# Artificial Intelligence applications in Advance Care Planning

**Authors:** Girish Hemrajani, Debra Dobbs

PMC · DOI: 10.1093/geroni/igaf122.3389 · 2025-12-31

## TL;DR

This paper reviews how artificial intelligence can improve advance care planning by enhancing documentation, decision-making, and access, while also highlighting challenges like bias and ethical concerns.

## Contribution

The paper provides a novel scoping review of AI applications in advance care planning, emphasizing equity, communication-centered approaches, and the need for ethical AI implementation.

## Key findings

- AI tools like predictive models and chatbots improve ACP by identifying high-risk patients and increasing literacy.
- Natural Language Processing significantly reduces ACP documentation review time.
- Only 25% of AI tools address caregiver burden or surrogate decision-maker needs.

## Abstract

This scoping review examines artificial intelligence (AI) applications in advance care planning (ACP), synthesizing evidence from databases like PubMed, Web of Science, and Scopus (2019-2024), ten articles, using PRISMA guidelines.
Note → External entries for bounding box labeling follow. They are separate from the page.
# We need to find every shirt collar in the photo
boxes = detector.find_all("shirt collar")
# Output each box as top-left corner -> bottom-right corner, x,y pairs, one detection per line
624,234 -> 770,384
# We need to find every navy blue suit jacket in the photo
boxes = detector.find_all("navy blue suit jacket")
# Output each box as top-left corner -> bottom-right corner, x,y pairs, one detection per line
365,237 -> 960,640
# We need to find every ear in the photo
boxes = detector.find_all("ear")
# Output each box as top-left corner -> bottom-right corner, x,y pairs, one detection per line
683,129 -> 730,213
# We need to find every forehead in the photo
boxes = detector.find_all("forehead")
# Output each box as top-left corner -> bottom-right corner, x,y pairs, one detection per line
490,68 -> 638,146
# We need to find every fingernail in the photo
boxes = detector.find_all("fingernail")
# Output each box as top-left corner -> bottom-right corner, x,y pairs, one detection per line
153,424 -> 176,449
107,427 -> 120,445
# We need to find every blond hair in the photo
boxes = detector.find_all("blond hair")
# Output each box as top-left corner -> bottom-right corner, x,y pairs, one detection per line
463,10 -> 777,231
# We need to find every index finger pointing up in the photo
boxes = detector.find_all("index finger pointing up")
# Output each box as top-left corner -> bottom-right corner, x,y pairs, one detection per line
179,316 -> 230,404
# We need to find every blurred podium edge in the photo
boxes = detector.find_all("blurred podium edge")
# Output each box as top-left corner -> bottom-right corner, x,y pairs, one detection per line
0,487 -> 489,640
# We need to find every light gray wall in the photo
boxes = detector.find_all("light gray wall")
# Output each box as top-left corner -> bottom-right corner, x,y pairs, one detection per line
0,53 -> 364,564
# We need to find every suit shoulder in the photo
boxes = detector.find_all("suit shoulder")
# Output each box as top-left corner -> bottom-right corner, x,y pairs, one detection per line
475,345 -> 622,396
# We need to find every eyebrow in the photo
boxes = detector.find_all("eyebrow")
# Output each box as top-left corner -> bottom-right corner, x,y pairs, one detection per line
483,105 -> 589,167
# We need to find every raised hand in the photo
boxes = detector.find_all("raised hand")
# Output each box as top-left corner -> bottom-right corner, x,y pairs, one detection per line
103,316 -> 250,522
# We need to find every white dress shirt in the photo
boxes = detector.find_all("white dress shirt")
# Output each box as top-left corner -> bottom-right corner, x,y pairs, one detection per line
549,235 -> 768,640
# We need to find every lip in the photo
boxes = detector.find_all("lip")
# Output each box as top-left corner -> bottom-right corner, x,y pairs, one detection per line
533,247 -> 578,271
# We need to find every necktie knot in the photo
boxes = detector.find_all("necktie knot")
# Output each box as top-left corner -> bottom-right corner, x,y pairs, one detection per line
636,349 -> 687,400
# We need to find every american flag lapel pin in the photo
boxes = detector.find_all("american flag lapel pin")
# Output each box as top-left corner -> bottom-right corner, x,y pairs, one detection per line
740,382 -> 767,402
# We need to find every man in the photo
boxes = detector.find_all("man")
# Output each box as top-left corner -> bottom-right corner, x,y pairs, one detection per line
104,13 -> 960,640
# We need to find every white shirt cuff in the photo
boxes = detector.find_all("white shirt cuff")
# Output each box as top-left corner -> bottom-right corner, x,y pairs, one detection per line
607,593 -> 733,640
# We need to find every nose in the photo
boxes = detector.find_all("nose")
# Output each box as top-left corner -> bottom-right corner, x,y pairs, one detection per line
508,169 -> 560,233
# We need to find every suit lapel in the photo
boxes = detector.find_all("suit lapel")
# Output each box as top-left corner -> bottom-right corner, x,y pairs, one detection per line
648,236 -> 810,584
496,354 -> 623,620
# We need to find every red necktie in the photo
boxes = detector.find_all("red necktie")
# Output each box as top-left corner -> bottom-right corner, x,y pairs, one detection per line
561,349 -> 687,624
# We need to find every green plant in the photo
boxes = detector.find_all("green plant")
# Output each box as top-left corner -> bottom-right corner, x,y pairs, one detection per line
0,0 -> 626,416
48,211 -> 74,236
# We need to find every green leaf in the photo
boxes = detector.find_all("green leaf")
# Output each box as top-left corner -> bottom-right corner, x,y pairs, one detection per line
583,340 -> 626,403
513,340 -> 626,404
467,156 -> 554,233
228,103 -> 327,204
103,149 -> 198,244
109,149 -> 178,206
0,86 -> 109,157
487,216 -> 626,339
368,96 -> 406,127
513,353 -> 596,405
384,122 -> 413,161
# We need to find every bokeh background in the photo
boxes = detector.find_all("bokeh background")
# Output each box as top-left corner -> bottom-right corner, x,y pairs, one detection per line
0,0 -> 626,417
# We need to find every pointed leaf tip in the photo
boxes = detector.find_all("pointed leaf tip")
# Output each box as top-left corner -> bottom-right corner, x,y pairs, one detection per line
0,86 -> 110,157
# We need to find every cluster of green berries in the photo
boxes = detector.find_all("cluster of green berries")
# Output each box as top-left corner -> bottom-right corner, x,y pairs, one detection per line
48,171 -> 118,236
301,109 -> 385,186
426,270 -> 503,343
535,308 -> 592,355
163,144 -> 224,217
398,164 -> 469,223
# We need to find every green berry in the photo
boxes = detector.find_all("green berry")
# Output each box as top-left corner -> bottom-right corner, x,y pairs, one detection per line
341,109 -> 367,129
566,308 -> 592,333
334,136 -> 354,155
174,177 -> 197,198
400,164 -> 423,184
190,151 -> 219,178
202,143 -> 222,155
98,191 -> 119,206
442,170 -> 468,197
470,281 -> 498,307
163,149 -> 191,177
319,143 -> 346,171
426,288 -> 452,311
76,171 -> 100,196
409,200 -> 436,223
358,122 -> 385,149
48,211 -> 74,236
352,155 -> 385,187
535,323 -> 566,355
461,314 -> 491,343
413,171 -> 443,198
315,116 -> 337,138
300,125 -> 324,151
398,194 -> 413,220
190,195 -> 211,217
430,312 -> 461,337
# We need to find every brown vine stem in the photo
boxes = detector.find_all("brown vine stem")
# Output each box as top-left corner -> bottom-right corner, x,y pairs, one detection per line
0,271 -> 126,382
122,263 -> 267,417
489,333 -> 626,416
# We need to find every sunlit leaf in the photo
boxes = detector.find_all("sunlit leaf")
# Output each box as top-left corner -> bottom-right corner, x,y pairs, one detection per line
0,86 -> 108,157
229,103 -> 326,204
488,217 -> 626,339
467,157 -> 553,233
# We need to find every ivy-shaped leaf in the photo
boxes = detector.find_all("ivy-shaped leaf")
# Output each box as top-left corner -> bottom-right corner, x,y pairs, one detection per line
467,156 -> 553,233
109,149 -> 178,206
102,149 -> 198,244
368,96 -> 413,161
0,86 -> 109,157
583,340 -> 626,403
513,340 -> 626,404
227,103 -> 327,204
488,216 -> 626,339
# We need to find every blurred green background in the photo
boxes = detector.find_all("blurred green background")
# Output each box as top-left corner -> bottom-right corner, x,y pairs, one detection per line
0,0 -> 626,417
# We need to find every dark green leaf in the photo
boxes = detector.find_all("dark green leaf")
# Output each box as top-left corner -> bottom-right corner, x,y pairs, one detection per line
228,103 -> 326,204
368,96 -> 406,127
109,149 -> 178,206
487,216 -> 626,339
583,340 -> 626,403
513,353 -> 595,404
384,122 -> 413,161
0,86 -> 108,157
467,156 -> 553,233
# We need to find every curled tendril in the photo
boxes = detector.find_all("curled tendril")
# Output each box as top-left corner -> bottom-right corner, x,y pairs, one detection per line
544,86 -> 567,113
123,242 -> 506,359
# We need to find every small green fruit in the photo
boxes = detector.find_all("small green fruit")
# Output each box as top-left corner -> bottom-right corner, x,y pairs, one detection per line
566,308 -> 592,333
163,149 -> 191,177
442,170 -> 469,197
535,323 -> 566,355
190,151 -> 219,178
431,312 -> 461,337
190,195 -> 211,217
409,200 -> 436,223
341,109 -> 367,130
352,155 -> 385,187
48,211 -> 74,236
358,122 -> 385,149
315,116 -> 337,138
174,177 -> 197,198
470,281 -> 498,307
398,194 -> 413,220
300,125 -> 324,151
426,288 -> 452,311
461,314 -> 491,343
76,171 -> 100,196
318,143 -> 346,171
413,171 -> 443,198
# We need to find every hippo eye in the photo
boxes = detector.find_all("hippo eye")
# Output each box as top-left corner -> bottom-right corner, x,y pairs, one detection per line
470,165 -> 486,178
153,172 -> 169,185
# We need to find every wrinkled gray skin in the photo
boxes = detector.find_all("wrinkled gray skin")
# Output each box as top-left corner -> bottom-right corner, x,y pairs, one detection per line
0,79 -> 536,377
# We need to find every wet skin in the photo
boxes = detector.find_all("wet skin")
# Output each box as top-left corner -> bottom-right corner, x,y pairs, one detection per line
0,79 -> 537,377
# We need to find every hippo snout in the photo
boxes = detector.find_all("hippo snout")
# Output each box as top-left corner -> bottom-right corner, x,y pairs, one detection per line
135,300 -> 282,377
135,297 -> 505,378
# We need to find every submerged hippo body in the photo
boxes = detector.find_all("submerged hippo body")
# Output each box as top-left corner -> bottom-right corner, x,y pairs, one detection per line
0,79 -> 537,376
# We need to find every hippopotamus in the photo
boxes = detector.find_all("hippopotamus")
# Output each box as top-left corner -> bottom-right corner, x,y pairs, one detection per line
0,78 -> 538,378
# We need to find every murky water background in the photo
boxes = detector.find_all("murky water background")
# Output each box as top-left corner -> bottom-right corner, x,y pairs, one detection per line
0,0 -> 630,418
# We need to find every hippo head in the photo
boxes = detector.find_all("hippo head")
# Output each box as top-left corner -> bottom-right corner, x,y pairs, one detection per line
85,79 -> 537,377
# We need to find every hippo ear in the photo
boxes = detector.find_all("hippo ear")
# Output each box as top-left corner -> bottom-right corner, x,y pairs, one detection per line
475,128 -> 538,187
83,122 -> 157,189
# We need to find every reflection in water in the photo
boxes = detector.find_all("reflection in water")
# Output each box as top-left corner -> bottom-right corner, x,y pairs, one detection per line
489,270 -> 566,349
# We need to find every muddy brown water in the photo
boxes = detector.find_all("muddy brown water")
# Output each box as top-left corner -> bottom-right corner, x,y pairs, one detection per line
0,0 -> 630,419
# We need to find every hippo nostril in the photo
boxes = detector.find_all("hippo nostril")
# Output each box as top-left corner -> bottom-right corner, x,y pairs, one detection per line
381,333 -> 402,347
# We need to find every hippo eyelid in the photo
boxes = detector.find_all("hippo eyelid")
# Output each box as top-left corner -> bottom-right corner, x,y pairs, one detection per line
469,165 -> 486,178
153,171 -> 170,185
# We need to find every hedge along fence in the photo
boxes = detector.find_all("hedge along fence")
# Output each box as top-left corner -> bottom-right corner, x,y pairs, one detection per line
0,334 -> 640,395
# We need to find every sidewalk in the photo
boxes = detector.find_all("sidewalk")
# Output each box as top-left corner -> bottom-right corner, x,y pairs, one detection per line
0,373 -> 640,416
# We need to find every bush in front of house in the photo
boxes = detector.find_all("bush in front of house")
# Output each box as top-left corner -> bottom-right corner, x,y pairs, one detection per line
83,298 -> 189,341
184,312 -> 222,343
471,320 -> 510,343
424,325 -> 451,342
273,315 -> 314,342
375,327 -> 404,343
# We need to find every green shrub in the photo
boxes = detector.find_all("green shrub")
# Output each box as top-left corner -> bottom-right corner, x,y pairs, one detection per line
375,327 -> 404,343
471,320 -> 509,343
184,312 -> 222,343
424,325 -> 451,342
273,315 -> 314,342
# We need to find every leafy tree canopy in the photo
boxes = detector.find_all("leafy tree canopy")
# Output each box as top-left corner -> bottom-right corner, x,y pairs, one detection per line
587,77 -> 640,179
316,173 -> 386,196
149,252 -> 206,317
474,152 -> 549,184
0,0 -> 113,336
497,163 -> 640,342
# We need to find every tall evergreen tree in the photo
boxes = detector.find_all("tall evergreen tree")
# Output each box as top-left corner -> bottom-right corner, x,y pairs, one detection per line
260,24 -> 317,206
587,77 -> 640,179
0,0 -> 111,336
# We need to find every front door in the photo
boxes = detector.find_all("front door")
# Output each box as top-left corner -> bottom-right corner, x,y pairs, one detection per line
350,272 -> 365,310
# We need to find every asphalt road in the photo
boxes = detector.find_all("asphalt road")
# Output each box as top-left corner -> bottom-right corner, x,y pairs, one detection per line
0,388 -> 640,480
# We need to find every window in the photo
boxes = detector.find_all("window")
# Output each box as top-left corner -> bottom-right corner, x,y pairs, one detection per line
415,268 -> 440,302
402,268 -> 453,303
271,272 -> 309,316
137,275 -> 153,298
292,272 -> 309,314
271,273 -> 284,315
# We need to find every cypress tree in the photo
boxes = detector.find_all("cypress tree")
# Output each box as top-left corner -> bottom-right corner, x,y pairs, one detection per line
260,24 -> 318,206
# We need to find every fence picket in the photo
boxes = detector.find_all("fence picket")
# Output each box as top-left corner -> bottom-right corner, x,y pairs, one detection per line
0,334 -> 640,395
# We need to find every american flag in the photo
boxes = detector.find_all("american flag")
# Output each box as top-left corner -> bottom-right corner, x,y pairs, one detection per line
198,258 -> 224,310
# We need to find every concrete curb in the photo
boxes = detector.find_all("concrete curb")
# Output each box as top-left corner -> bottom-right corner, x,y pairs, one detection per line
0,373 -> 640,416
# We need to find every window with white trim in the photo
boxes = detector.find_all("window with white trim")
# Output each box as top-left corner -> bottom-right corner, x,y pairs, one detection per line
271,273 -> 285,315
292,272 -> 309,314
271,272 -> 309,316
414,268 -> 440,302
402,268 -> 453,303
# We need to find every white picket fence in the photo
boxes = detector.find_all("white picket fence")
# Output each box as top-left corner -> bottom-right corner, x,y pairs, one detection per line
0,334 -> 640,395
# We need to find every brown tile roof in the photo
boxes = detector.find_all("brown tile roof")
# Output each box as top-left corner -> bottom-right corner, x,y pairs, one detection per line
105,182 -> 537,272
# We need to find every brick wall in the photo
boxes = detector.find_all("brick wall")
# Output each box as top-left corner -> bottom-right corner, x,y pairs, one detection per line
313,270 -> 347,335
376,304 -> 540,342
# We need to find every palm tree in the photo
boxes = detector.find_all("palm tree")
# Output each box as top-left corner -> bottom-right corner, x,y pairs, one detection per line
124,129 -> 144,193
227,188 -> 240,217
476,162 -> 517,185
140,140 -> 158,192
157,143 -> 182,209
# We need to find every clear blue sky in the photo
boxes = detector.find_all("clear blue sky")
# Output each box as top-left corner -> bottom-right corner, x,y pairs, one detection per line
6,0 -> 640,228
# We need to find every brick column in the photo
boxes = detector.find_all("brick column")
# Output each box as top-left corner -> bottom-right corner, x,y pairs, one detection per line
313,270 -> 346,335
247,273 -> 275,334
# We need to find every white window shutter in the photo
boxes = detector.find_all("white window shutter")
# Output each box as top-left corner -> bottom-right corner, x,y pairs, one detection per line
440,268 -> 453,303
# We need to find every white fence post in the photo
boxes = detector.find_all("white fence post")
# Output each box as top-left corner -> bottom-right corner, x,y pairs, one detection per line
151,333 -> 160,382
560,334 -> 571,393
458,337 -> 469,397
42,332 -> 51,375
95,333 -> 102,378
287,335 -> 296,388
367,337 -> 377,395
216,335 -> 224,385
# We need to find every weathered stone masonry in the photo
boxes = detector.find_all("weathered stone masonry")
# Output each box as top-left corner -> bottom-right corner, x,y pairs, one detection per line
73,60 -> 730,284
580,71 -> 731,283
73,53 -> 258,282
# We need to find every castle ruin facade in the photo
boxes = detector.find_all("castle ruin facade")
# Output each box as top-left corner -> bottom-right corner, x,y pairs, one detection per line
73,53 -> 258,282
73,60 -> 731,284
The review focused on AI tools for ACP documentation, decision-making, and workflow optimization, excluding studies lacking clinical validation or patient-centered outcomes. Findings reveal promising AI applications in ACP: predictive models, like Stanford’s EHR-based mortality predictor, improved high-risk patient identification, triggering earlier ACP discussions. Natural Language Processing reduced ACP documentation review time significantly. AI-powered chatbots increased ACP literacy among older adults by 40%, addressing health disparities. Challenges like algorithmic bias from non-diverse datasets exacerbates inequities in ACP access persist. Clinician resistance stems from unclear liability frameworks and poor EHR interoperability. Only 25% of tools address caregiver burden or surrogate decision-maker needs. Research gaps include limited evidence on AI-driven e-planning tools’ cost-effectiveness, lack of standardized metrics for evaluating AI’s impact on patient autonomy and understudied ethical risks of over-reliance on AI for sensitive end-of-life conversations. Future directions focus on equity-driven design, the integration of e-planning into electronic medical records, and the assessment of AI’s capacity to alleviate caregiver burden and enhance preparedness of surrogate decision-makers. This research emphasizes the necessity to transform ACP from a documentation-oriented process to a communication-centered continuum, utilizing AI to democratize access and tackle systemic inequalities. It highlights the potential of AI to transform ACP, while emphasizing the importance of ethical implementation and patient-centered outcomes.